On Positivity Preservers with constant Coefficients and their Generators

TL;DR

This paper characterizes positivity preservers with constant coefficients and their generators using Lie group theory and the Lévy–Khinchin formula, establishing conditions for their existence and explicit descriptions.

Contribution

It provides a complete characterization of generators for positivity preservers with constant coefficients via measure theory and Lie group methods.

Findings

A positivity preserver has a generator iff it is represented by an infinitely divisible measure.

The generators are fully characterized using the Lévy–Khinchin formula.

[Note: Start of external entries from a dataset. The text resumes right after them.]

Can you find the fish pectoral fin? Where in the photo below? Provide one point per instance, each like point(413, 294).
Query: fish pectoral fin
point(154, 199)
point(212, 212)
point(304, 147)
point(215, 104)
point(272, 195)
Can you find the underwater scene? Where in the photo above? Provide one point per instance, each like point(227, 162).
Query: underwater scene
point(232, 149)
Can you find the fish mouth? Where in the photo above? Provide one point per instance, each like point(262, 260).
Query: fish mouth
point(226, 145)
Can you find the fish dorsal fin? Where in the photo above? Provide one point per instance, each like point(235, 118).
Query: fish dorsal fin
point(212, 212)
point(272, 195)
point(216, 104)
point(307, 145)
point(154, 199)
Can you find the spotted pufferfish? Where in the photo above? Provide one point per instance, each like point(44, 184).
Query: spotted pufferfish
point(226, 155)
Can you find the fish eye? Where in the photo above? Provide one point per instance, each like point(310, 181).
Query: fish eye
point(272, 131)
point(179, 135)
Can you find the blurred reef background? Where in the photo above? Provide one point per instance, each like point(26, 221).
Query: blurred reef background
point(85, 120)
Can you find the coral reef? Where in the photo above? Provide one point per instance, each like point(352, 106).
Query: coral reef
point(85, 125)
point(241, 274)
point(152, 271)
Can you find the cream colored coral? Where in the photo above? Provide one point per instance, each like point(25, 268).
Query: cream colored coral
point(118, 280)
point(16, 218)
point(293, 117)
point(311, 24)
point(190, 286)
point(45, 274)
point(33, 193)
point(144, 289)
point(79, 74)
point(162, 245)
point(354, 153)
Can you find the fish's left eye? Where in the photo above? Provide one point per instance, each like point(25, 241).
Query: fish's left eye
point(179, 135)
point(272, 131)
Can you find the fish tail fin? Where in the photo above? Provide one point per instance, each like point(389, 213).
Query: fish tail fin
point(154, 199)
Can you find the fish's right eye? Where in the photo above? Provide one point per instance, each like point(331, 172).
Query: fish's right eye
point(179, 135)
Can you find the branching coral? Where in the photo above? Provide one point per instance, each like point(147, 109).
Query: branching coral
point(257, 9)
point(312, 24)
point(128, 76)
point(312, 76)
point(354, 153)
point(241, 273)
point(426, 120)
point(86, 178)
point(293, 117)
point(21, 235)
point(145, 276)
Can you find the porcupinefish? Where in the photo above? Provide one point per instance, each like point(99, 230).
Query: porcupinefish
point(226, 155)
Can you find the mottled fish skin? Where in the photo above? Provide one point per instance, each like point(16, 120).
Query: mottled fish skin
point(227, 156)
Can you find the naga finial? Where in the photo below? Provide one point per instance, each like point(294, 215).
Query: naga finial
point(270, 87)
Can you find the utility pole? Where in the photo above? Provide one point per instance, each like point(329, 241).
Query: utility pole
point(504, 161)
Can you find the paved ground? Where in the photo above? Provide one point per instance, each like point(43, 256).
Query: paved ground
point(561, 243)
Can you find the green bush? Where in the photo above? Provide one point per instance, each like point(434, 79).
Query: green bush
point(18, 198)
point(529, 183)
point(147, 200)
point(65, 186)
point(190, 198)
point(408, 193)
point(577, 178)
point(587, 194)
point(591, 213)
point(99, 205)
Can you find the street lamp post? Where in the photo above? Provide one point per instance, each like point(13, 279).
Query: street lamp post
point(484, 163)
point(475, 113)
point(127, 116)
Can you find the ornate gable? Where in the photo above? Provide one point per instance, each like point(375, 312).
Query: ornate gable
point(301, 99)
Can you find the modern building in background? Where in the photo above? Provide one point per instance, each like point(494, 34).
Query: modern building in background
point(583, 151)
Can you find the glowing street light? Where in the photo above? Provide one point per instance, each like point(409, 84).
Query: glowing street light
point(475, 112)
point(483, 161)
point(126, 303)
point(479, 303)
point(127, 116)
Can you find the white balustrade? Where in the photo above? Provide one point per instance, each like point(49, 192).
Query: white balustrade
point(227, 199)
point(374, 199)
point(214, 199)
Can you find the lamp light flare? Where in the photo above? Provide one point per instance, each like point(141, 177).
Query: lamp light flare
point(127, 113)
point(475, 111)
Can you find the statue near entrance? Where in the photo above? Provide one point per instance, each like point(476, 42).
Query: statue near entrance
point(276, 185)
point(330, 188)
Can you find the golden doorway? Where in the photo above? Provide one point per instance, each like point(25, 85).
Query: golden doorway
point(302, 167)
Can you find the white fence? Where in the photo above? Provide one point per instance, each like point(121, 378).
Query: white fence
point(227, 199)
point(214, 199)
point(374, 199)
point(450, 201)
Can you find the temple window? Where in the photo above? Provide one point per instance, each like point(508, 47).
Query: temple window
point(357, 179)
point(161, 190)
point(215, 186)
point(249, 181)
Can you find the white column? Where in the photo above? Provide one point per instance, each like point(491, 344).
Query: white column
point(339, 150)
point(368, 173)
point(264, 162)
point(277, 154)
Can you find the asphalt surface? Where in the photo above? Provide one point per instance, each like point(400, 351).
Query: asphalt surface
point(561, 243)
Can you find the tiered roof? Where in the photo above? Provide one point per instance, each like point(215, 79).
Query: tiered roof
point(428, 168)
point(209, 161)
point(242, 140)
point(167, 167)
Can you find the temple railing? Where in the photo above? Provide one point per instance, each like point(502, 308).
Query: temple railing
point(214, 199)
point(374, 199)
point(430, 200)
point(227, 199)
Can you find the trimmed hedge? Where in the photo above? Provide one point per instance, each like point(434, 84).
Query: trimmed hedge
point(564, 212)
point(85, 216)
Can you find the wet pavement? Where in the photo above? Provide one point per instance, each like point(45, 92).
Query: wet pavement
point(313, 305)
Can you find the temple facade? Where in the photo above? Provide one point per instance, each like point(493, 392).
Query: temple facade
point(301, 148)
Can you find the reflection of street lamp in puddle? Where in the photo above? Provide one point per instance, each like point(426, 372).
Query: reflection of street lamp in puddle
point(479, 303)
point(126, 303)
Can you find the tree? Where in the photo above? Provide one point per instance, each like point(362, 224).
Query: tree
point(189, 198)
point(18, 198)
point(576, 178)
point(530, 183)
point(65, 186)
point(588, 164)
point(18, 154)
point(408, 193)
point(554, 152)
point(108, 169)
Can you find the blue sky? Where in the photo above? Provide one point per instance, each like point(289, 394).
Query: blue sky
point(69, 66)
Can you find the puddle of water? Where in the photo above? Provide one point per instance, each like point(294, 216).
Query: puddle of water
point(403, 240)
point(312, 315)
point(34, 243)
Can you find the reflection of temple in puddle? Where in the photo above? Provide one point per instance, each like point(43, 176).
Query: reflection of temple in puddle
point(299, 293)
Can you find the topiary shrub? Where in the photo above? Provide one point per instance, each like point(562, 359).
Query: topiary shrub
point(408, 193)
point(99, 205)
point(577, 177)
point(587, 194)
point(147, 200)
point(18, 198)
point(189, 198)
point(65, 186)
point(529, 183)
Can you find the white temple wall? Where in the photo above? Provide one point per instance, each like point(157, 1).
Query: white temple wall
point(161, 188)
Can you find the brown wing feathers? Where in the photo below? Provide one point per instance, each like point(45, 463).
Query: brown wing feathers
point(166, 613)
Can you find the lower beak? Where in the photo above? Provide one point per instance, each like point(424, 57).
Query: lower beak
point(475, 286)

The study connects positivity preservers with advanced measure and Lie group theories.

Abstract

In this work we study positivity preservers $T:\mathbb{R}[x_1,\dots,x_n]\to\mathbb{R}[x_1,\dots,x_n]$ with constant coefficients and define their generators $A$ if they exist, i.e., $\exp(A) = T$. We use the theory of regular Fr\'echet Lie groups to show the first main result. A positivity preserver with constant coefficients has a generator if and only if it is represented by an infinitely divisible measure (Main Theorem 4.7). In the second main result (Main Theorem 4.11) we use the L\'evy--Khinchin formula to fully characterize the generators of positivity preservers with constant coefficients.